Fristlose Kündigung eines Betriebsratsvorsitzenden
Das eigenmächtige vorzeitige Verlassen eines Betriebsrätetages durch einen Betriebsratsvorsitzenden, um privaten Interessen nachzugehen, in der Zusammenschau mit dem Verdacht einer versuchten Täuschung über stattdessen geleistete Betriebsratstätigkeit ist durchaus geeignet, das Vertrauen des Arbeitgebers in die Redlichkeit des Arbeitnehmers tiefgreifend zu erschüttern. Ein solches Verhalten rechtfertigt den Ausspruch einer außerordentlichen Kündigung.
Die Arbeitgeberin betreibt am Standort Winsen/ Luhe ein Logistikzentrum mit ca. 1.900 Beschäftigten. Das Unternehmen besitzt einen Betriebsrat. Im Zeitraum vom 08.11.2022 bis einschließlich 10.11.2022 war der Betriebsratsvorsitzende gemeinsam mit drei weiteren Betriebsratsmitgliedern zum Deutschen Betriebsrätetag in Bonn gereist. Die Reise- und Hotelkosten trug die Arbeitgeberin. Die Rückreise erfolgte gegen Mittag des 10.11.2022. In seinem Arbeitszeitnachweis gab der Betriebsratsvorsitzende u.a. an, er habe am 09.11.2022 von 13 Uhr bis 16 Uhr sowie von 19 Uhr bis 22 Uhr Betriebsratsarbeit geleistet.

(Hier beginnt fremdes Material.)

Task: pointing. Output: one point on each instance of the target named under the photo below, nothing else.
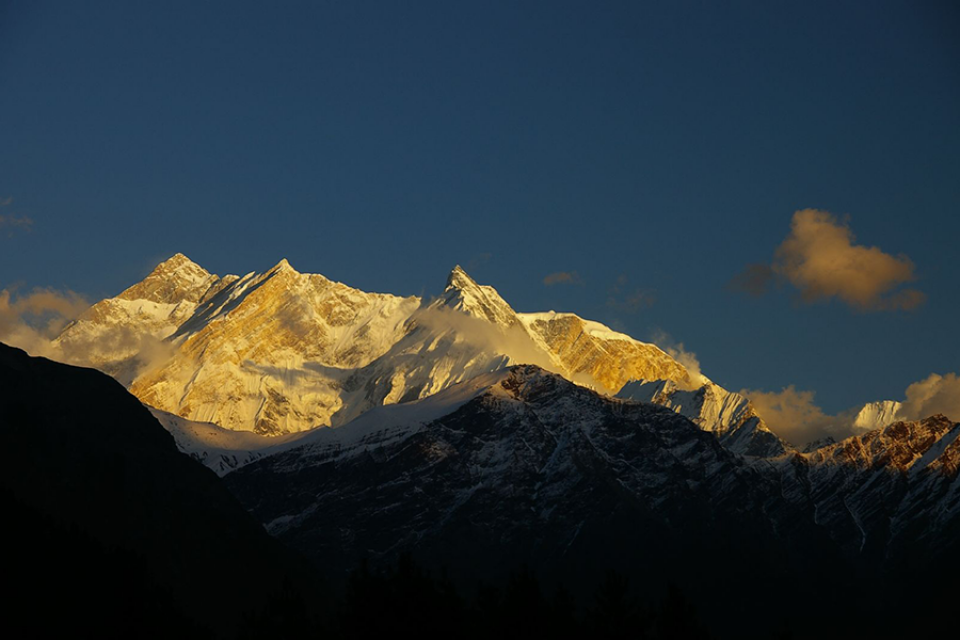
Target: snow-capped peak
(283, 265)
(482, 301)
(876, 415)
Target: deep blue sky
(665, 144)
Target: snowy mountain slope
(282, 352)
(876, 415)
(529, 468)
(870, 491)
(270, 351)
(219, 449)
(103, 511)
(119, 335)
(610, 358)
(727, 415)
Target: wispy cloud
(32, 320)
(678, 352)
(562, 277)
(821, 260)
(623, 297)
(12, 223)
(794, 415)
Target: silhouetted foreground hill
(111, 532)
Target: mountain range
(357, 425)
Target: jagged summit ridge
(281, 351)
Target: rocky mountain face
(522, 466)
(283, 352)
(110, 524)
(729, 416)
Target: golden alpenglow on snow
(282, 352)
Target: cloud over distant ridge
(819, 258)
(562, 277)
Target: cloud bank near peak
(820, 259)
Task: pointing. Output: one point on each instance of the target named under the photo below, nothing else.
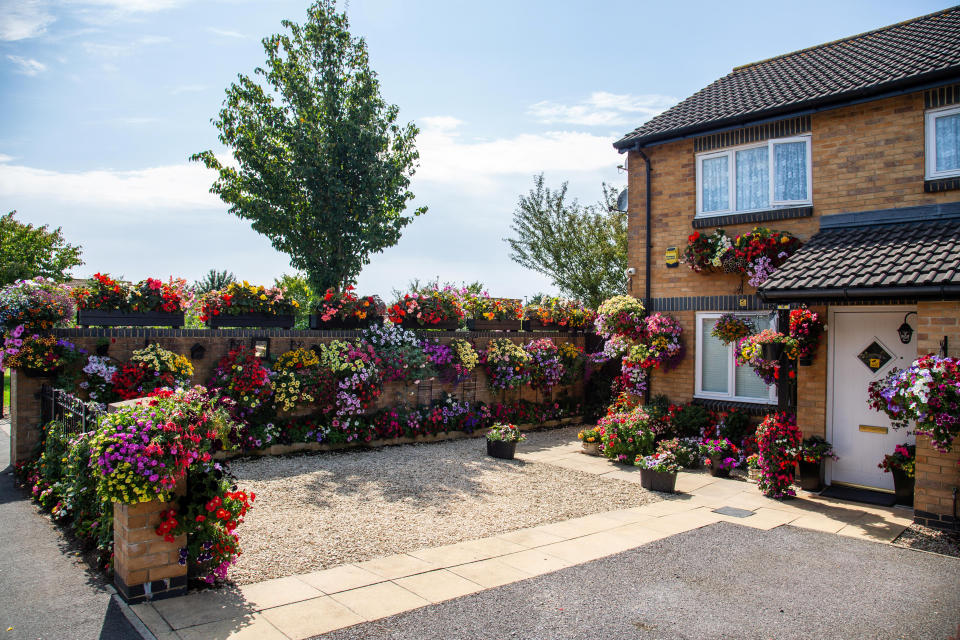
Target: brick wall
(24, 415)
(938, 474)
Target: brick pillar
(145, 566)
(24, 415)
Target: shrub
(624, 436)
(778, 439)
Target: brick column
(24, 415)
(145, 566)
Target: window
(754, 177)
(718, 376)
(943, 143)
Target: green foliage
(213, 281)
(27, 252)
(298, 288)
(323, 168)
(582, 249)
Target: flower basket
(493, 325)
(771, 350)
(810, 475)
(443, 325)
(98, 318)
(317, 323)
(658, 481)
(501, 449)
(903, 487)
(259, 320)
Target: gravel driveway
(313, 512)
(720, 581)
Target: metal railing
(76, 415)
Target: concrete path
(719, 581)
(311, 604)
(46, 590)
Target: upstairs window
(755, 177)
(943, 143)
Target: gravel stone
(721, 581)
(926, 539)
(318, 511)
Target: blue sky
(103, 101)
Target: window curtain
(753, 179)
(790, 171)
(948, 142)
(715, 195)
(714, 361)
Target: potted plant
(720, 456)
(494, 314)
(346, 310)
(429, 308)
(591, 441)
(806, 327)
(902, 464)
(810, 457)
(149, 303)
(730, 327)
(502, 440)
(753, 467)
(247, 305)
(658, 472)
(927, 392)
(621, 315)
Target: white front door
(865, 346)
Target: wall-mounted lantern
(905, 330)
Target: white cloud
(177, 187)
(226, 33)
(188, 88)
(22, 19)
(27, 66)
(603, 109)
(445, 157)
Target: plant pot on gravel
(658, 481)
(502, 440)
(810, 475)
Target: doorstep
(302, 606)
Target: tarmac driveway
(719, 581)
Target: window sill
(770, 215)
(758, 408)
(941, 184)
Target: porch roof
(869, 255)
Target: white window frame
(930, 151)
(732, 363)
(731, 153)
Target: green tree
(298, 288)
(322, 167)
(213, 281)
(581, 248)
(27, 252)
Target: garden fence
(76, 415)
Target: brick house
(854, 147)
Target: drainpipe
(649, 246)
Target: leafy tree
(213, 281)
(298, 288)
(581, 248)
(322, 167)
(27, 252)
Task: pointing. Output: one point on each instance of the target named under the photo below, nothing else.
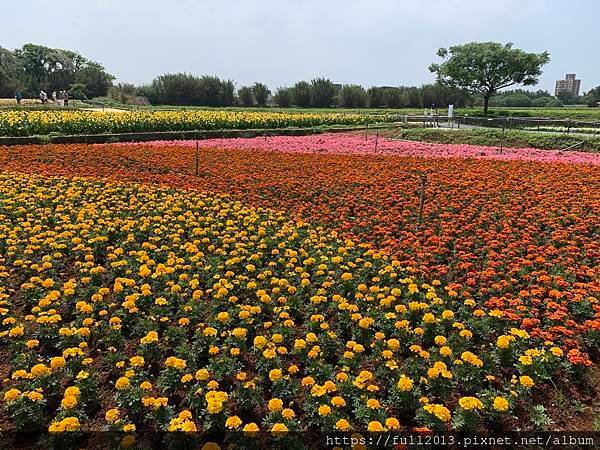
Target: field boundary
(185, 135)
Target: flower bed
(147, 308)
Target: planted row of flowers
(521, 236)
(28, 123)
(161, 309)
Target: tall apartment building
(569, 84)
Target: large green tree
(486, 67)
(41, 67)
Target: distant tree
(245, 96)
(487, 67)
(567, 97)
(375, 97)
(301, 94)
(353, 96)
(592, 97)
(77, 91)
(393, 98)
(323, 93)
(95, 79)
(283, 96)
(261, 93)
(8, 73)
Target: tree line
(33, 68)
(473, 74)
(187, 90)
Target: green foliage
(77, 91)
(52, 69)
(322, 93)
(127, 94)
(592, 98)
(353, 96)
(95, 79)
(187, 90)
(301, 94)
(245, 96)
(486, 67)
(261, 93)
(283, 97)
(8, 73)
(375, 96)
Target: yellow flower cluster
(27, 123)
(172, 302)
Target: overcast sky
(369, 42)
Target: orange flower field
(345, 312)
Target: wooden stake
(197, 159)
(423, 177)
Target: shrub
(323, 93)
(261, 93)
(245, 96)
(283, 96)
(301, 94)
(353, 96)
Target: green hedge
(495, 137)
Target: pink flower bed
(355, 144)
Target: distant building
(569, 84)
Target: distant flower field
(28, 123)
(197, 310)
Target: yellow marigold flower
(470, 403)
(342, 425)
(288, 413)
(151, 337)
(526, 381)
(137, 361)
(338, 402)
(500, 404)
(11, 395)
(324, 410)
(69, 402)
(233, 422)
(275, 374)
(373, 403)
(279, 428)
(375, 426)
(112, 415)
(122, 383)
(405, 384)
(57, 362)
(439, 411)
(39, 370)
(251, 428)
(392, 423)
(275, 404)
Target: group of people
(60, 98)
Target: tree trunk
(486, 102)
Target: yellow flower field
(43, 122)
(197, 312)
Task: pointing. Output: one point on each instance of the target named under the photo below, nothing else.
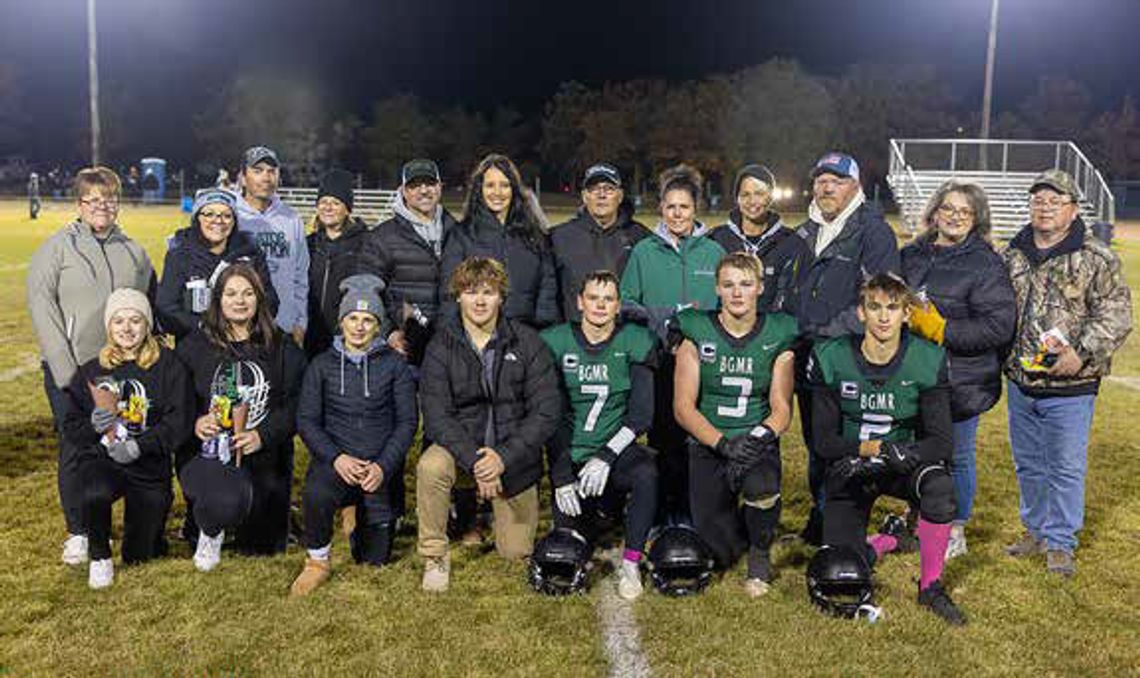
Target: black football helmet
(680, 563)
(839, 581)
(560, 563)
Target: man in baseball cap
(599, 237)
(848, 242)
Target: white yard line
(620, 637)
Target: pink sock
(933, 539)
(882, 544)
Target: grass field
(165, 618)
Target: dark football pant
(632, 487)
(70, 474)
(667, 438)
(325, 492)
(722, 495)
(147, 501)
(847, 511)
(252, 499)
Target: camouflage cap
(1058, 180)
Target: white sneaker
(100, 573)
(437, 574)
(629, 586)
(209, 553)
(74, 549)
(957, 545)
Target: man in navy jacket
(357, 416)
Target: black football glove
(898, 457)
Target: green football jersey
(596, 381)
(878, 402)
(737, 373)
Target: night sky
(176, 52)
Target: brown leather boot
(314, 574)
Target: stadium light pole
(988, 92)
(92, 72)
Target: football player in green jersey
(733, 395)
(881, 419)
(607, 374)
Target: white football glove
(567, 499)
(592, 478)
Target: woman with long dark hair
(237, 471)
(502, 220)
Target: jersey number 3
(746, 389)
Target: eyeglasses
(216, 215)
(100, 203)
(1048, 204)
(952, 212)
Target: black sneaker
(937, 599)
(895, 525)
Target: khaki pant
(515, 519)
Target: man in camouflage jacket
(1074, 310)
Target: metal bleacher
(372, 205)
(1003, 168)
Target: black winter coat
(827, 286)
(168, 402)
(534, 296)
(365, 408)
(524, 399)
(270, 383)
(409, 267)
(779, 248)
(581, 246)
(188, 258)
(970, 286)
(330, 262)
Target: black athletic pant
(668, 439)
(325, 492)
(70, 474)
(252, 499)
(849, 501)
(716, 490)
(632, 488)
(147, 501)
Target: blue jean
(963, 467)
(1050, 441)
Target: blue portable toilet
(154, 179)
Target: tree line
(776, 113)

Die Arbeitgeberin warf dem Betriebsratsvorsitzenden vor, lediglich am 08.11.2022 an dem Betriebsrätetag teilgenommen zu haben. An den Folgetagen sei er der Veranstaltung vollständig ferngeblieben und ausschließlich privaten Angelegenheiten nachgegangen. Es bestehe aufgrund seiner Angaben im Arbeitszeitnachweis auch der Verdacht eines Arbeitszeitbetruges. Daraufhin räumte der Betriebsratsvorsitzende ein, den Betriebsrätetag am Vormittag des 09.11. verlassen zu haben, um aus privaten Gründen nach Düsseldorf zu fahren. Er habe während der von ihm angegebenen Zeiten aber anderweitige Betriebsratstätigkeiten ausgeführt. Die Arbeitgeberin beantragte beim Betriebsrat die Zustimmung zur beabsichtigten außerordentlichen Kündigung des Betriebsratsvorsitzenden beantragt. Der Betriebsrat erteilte die Zustimmung zur Kündigung nicht. Daraufhin beantragte die Arbeitgeberin beim Arbeitsgericht Lüneburg die Ersetzung der Zustimmung des Betriebsrats zur Kündigung. Das Arbeitsgericht gab dem Antrag statt.
Es lag ein wichtiger Grund i.S.v. § 626 Bürgerliches Gesetzbuch(BGB) für die beabsichtigte außerordentliche Kündigung vor. Aufgrund der eigenen Einlassung des Betriebsratsvorsitzenden stand fest, dass dieser den Betriebsrätetag spätestens am Vormittag des 09.11.2022 eigenmächtig verlassen und bis zum Schluss nicht mehr daran teilgenommen hatte. Bereits hierin lag ein schwerwiegender Verstoß gegen seine arbeitsvertraglichen Pflichten. Darüber hinaus bestand nach Überzeugung des Gerichts zumindest der dringende Verdacht, dass der Betriebsratsvorsitzende in seinem Arbeitszeitnachweis für den 09.11.2022 bewusst falsche Angaben gemacht hatte. Die vom Betriebsratsvorsitzenden abgegebene Begründung, anderweitige Betriebsratsarbeit geleistet zu haben, hielt das Gericht für nicht glaubhaft. Sie stand auch im Widerspruch zu Erklärungen, die der Betriebsratsvorsitzende nach der Rückkehr gegenüber anderen mitgereisten Betriebsratsmitgliedern abgegeben hatte.
Das eigenmächtige vorzeitige Verlassen des Betriebsrätetages, um privaten Interessen nachzugehen, in der Zusammenschau mit dem Verdacht einer versuchten Täuschung über stattdessen geleistete Betriebsratstätigkeit war durchaus geeignet, das Vertrauen der Arbeitgeberin in die Redlichkeit des Arbeitnehmers tiefgreifend zu erschüttern. Ein solches Verhalten rechtfertigte den Ausspruch der beabsichtigten außerordentlichen Kündigung.